Sevach,
What exactly are you arguing here? I fully concede Rosberg wasn't the quickest Mercedes outthere - that much is clear. I merely pointed out that your comparison of Vettel and Rosberg is a bit simplistic because they were on different strategies, dictated by the difference in performance of tires. When Rosberg pitted for his mediums, he was less than 10 seconds behind Vettel. From then on, he lost another 17 seconds to Vettel, not only by lack of performance, but crucially because he was also on the slower tire.
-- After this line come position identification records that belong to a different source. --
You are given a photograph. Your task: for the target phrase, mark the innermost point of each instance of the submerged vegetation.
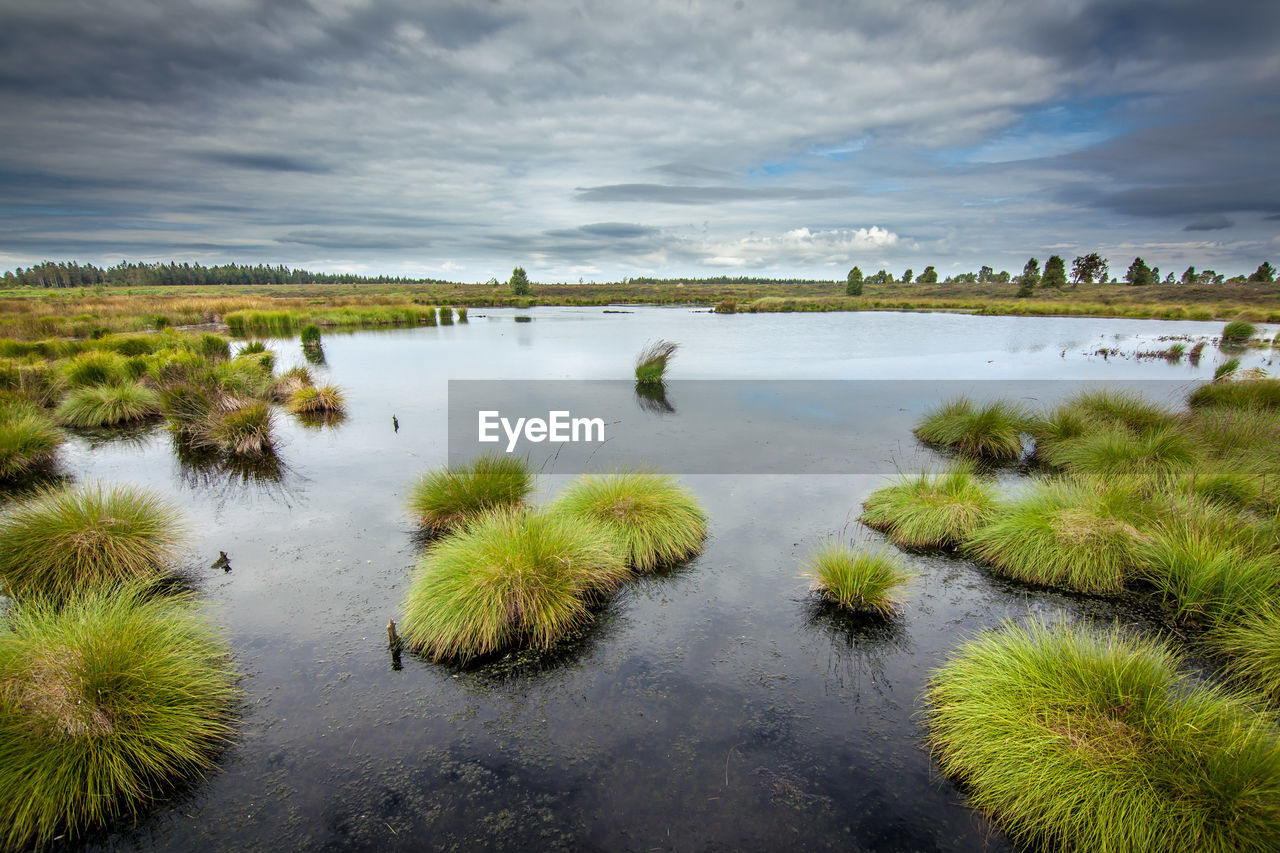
(105, 703)
(856, 580)
(510, 576)
(64, 541)
(447, 497)
(658, 521)
(1082, 739)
Assuming no safety-car, when Vettel would have pitted for his mediums, he'd be first racing against Rosberg on worne mediums (perhaps extending his gap a bit further), but then towards the end, he'd be racing a much quicker Rosberg on softs (and in a light car, which we know is much quicker as highlighted in qualifying). Would he have caught the Ferraris? Not sure. Rosberg IMO was not only uncomfortable with the car, he was also napping (or checking his side-mirrors looking for Hamilton). But I'm not sure Ferrari took that as a sign to just coast.
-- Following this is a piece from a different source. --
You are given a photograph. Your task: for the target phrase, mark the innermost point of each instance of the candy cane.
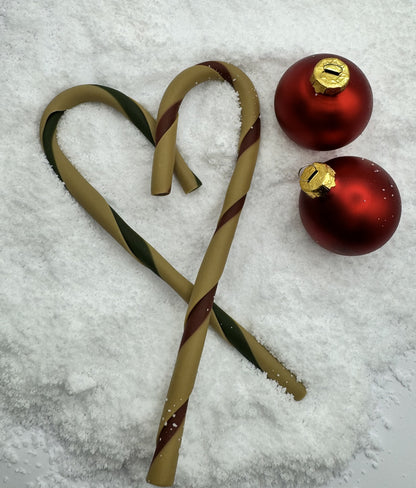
(94, 203)
(163, 466)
We also know that Rosberg was slower than Hamilton. Despite overtaking and traffic, Hamilton was closing the gap to Rosberg when in clean air, even in the first stint when both were on identical tires. Then, the gap came down again when Hamilton was on softs, like Vettel, vs. Rosberg on primes.
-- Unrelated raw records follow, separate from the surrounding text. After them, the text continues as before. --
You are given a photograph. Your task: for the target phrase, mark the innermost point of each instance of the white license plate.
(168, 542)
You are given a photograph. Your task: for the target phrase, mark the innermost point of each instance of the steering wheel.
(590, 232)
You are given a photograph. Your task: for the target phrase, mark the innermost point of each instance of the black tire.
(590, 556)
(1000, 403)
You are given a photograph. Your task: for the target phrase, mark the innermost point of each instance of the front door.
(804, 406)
Hamilton was at the very least matching Vettel on identical tires when in clear air - although his 'clear air' pace only came to light after he got past traffic and slower cars. To what extend he lost tire performance by following other cars and overtaking them is anyones guess.
I find it doubtful that Vettel would have been quicker than Hamilton during the race if they had been behind one another and one of them not held up in traffic.
EDIT: BTW Sevach, I'm going to add another tiny point: After the safety car restart when the top 3 (both Ferraris and Rosberg) were on mediums; Rosberg was seemingly quicker than both (Kimi had no ERS), but he was also on to put Vettel under pressure. This shows that the Ferrari wasn't comfortable on the medium tires, even against a less than comfortable Rosberg when on those tires. Now imagine if the safety car hadn't been, Rosberg wasn't sleeping and would have been on the soft tire at the end... Then, imagine what Hamilton could have done.
Sevach wrote:The funny thing is you know it...
You made a couple of posts defending Rosberg's choice of prime tires when he could've had options, and your justification for it was "he was a long way behind Raikkonen anyway".
Ehm. No.
I think you'll have to find me that quote (or better; read it again). I did justify the prime tire choice (why the team pitted him for those when they did), but the bit about it being because he was a long way behind Raikkoennen is entirely made up (or misunderstood on your part).